The panel has already conducted extensive consultations in Kinshasa, Kigali and Bujumbura and engaged with various actors, including leaders of armed groups. Their visit to Uganda, Obasanjo said, was particularly significant.
“President Museveni is in a unique position. He has been involved in this issue longer than anyone else, and nobody we have spoken to has been violently opposed to him,” he said, describing Uganda as a key anchor in the regional peace architecture.
President Museveni, welcoming the delegation, underscored Uganda’s deep familiarity with the Congolese crisis, shaped by geography, history and humanitarian realities.
“We have over 500,000 Congolese refugees here, part of the two million refugees Uganda hosts,” Museveni said, noting that many share ethnic and cultural ties with communities in western and south-western Uganda.
He described the prolonged conflict as both tragic and solvable, pointing out that unlike the 1960s, there are no serious secessionist movements threatening Congo’s territorial integrity today.
“Nobody is talking about breaking up Congo.
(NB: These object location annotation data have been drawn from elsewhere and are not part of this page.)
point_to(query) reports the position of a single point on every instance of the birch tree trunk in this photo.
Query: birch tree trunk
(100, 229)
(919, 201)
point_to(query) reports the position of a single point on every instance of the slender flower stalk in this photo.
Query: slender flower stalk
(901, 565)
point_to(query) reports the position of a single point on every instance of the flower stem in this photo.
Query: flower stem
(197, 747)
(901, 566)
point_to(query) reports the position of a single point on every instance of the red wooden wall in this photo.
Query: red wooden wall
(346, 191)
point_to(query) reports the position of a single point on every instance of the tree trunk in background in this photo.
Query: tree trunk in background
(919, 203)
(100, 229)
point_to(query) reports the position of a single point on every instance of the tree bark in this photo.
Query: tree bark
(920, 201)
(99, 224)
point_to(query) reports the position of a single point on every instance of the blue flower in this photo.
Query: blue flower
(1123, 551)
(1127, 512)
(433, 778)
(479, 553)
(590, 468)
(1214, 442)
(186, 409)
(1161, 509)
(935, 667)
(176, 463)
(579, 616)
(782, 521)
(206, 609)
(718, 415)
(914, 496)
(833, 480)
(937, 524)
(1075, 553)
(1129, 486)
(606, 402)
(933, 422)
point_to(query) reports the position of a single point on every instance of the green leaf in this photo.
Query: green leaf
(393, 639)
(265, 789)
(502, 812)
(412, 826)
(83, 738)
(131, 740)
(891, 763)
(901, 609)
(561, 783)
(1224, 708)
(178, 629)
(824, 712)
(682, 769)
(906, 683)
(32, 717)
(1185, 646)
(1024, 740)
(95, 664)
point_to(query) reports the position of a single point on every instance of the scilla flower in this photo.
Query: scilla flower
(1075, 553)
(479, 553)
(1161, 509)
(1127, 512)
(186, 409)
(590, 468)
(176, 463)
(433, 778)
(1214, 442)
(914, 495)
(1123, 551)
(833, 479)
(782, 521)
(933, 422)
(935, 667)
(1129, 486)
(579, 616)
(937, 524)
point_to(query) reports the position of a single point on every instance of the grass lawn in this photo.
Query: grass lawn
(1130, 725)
What we have now are grievances,” Museveni said, calling it an opportunity for Kinshasa to address underlying concerns through dialogue rather than force.
The Ugandan leader expressed readiness to work closely with the AU-led mediation team, saying regional actors must shoulder responsibility while carefully managing the interests of external partners.
The Entebbe meeting reinforced growing consensus that peace in eastern DRC will require inclusive dialogue, regional cooperation and sustained African leadership, addressing not only armed groups but also the deeper political, social and economic drivers of conflict.
For the facilitators, the visit marked another step in a long journey one Obasanjo hopes will finally bring closure to a crisis that has spanned generations.
“I hope before I die, this problem will be solved,” he said.